Release Date: July 31
Starring Comedians: Demetri Martin, Eugene Levy
Give Demetri Martin some credit. Not only is Taking Woodstock his first major film, but he's playing the lead. What's more, the film is the latest from super-respected (in the "serious" film community) director Ang Lee. The comedian plays real-life character Elliot Tiber, who offered his family's motel to Woodstock concert organizers. Lee took a big chance casting Martin as the lead his first time out, but it's Martin who's got the most to prove with this comedy-drama. Preliminary word out of Cannes wasn't great, but we'll have to wait until August to see for ourselves.
Release Date: August 14
This would-be Used Cars update looks like a vehicle designed for Will Ferrell (and may have been; he plays a small role and is serving as producer), but stars Jeremy Piven instead. The red-band trailer doesn't promise a whole lot, minus an uncomfortable hate crime joke at the expense of Ken Jeong (also seen in this summer's The Hangover), but I like Used Cars enough to get my hopes up for this.
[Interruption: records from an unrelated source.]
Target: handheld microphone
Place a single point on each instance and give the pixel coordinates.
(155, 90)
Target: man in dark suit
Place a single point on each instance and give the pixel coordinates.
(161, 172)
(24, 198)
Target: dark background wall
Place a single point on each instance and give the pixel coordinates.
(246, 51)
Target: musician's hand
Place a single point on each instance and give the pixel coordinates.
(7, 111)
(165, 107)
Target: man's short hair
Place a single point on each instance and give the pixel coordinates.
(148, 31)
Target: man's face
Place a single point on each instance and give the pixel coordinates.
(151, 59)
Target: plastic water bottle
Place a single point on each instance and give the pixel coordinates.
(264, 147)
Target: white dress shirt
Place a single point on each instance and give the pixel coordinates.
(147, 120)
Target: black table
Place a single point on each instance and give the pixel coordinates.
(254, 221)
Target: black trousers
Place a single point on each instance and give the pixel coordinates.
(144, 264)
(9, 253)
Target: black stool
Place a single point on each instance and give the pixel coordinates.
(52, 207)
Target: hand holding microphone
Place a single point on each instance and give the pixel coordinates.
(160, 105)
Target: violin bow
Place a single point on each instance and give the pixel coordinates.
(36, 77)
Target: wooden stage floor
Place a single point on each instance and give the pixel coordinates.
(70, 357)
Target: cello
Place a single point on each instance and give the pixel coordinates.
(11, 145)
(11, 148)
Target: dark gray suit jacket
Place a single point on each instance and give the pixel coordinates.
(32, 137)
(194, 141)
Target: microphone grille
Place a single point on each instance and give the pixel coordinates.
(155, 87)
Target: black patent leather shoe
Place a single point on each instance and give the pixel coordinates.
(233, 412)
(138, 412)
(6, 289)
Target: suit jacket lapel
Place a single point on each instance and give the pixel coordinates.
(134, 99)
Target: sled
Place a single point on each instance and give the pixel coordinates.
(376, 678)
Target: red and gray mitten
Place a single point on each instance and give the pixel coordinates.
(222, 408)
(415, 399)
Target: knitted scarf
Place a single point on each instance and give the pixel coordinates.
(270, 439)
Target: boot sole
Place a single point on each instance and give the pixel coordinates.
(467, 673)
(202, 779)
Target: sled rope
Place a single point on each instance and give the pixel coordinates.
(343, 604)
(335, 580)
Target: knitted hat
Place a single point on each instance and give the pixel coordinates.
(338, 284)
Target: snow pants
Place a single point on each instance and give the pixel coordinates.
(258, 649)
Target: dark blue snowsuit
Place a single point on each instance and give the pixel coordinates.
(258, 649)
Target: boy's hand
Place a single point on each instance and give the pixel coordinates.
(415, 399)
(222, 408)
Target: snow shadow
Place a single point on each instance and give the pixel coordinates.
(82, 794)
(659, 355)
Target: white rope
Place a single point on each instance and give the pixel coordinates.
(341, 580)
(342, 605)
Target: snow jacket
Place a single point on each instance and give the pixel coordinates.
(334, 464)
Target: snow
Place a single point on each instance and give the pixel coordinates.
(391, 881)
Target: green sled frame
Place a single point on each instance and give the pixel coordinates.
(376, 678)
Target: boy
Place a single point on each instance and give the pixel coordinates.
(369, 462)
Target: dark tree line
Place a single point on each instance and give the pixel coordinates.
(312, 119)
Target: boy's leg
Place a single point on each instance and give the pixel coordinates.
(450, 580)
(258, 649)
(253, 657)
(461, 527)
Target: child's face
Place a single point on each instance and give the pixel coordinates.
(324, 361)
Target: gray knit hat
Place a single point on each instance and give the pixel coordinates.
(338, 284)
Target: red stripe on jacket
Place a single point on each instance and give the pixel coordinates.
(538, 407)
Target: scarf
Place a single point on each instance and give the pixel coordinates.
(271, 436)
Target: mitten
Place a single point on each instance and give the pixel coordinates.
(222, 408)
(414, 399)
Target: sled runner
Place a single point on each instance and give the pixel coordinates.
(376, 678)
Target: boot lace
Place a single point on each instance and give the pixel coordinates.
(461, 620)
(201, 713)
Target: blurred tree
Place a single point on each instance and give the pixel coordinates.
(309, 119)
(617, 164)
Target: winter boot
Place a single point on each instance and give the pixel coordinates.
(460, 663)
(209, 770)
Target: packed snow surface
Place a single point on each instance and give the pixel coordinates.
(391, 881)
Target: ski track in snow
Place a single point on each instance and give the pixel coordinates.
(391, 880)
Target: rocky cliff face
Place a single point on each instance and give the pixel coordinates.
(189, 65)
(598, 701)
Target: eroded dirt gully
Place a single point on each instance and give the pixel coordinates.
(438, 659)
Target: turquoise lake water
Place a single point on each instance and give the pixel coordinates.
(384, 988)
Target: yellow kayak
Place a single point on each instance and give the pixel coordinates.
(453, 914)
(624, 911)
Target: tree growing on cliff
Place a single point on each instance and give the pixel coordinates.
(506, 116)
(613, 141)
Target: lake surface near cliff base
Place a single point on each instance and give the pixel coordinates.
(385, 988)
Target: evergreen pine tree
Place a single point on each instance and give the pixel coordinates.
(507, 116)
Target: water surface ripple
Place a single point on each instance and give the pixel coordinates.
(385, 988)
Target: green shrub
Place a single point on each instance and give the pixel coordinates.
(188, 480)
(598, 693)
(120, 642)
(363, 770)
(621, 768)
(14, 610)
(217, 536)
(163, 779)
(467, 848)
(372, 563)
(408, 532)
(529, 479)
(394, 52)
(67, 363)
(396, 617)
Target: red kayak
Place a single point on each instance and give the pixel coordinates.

Lest you think The Goods is a remake; it isn't. I'm just drawing comparisons between the plots. The movie features a whole mess of comedians, including Jeong, Ed Helms (also of The Hangover), Ferrell, David Koechner, Rob Riggle, T.J. Miller and Steve Byrne.
Release Date: August 14
Starring Comedians: B.J. Novak, Mike Meyers
No, it's not a comedy, but the new film by Quentin Tarantino does feature a few prominent roles for comedians. Stand-up comic and Office cast member B.J. Novak stars as a soldier in star Brad Pitt's platoon of Nazi killers, and Mike Meyers shows up (under some heavy makeup) as a British military mastermind with a plot to kill Hitler. Tarantino has cast a few comedians in the past (anyone remember Julia Sweeney or Kathy Griffin -- playing herself -- in Pulp Fiction?), but these are certainly his most significant roles for comics to date. The movie looks great, and should hopefully put a nice cap on what appears to be a stellar summer.